August 12, 2019

» Douglas Hofstadter on “Number Numbness” (1982). He is the author of “Goedel, Escher, Bach”, and also coined “Hofstadter’s law”:

Hofstadter’s Law: It always takes longer than you expect, even when you take into account Hofstadter’s Law.

The article makes a great point of people not being able to grasp very large numbers:

I once taught a small beginning physics class on the thirteenth floor of Hunter College in New York City. From the window we had a magnificent view of the skyscrapers of midtown Manhattan. In one of the opening sessions, I wanted to teach my students about estimates and significant figures, so I asked them to estimate the height of the Empire State Building. In a class of ten students, not one came within a factor of two of the correct answer (1,472 feet with the television antenna, 1,250 without). Most of the estimates were between 300 and 500 feet. One person thought 50 feet was right-a truly amazing underestimate; another thought it was a mile.

Though the rest of the article focusses more on truly large numbers, like the difference between a million, a billion and a trillion, this quote shows that people have already difficulties with numbers which aren’t that big.

» Someone has surfed the web on a budget of 50 MB per day:

I’m going to limit my browsing today to 50 MB, which in Zimbabwe would cost around $3.67 on a mobile data tariff.

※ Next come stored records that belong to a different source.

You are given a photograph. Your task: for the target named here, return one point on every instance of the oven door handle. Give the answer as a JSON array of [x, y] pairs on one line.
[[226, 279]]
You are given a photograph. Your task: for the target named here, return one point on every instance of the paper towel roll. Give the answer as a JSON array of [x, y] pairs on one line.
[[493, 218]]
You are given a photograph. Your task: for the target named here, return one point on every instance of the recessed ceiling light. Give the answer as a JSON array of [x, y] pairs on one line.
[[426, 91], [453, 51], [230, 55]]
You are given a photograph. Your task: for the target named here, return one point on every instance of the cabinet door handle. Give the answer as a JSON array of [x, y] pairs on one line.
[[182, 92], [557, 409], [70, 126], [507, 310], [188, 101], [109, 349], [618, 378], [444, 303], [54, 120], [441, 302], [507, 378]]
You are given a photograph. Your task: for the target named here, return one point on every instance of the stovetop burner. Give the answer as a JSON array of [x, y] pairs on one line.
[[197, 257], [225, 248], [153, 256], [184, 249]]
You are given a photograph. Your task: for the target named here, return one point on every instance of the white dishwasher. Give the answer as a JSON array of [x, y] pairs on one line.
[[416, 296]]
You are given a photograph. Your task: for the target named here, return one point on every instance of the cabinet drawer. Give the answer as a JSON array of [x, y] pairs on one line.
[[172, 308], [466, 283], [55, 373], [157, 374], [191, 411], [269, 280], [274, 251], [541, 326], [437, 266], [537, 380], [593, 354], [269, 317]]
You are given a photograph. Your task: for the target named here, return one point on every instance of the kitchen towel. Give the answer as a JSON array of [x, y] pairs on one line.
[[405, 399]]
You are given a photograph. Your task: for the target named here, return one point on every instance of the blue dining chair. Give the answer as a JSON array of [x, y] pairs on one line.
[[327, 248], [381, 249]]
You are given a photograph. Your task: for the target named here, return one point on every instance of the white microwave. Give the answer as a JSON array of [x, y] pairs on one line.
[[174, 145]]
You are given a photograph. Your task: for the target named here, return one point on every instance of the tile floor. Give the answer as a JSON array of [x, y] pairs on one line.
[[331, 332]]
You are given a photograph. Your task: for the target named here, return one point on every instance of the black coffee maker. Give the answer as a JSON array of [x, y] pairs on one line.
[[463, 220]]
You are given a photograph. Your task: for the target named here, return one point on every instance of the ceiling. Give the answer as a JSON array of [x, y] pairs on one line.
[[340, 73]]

That may not sound like much, but teachers in Zimbabwe were striking this year because their salaries had fallen to just $2.50 a day.

For comparison, $3.67 is around half the $7.25 minimum wage in the USA. As a Zimbabwean, I’d have to work for around a day and a half to earn the money to buy this 50MB data, compared to just half an hour in the USA. It’s not easy to compare cost of living between countries, but on wages alone the $3.67 cost of 50 MB of data in Zimbabwe would feel like $52 to an American on minimum wage.

The article comes with hands-on tips on how websites could improve and shows impressively just how unethical poor web performance is.

It’s ironic, though, that the page where he posts his results is also guilty of transferring a lot of data - I measured a whooping 10 MB when accessing the page.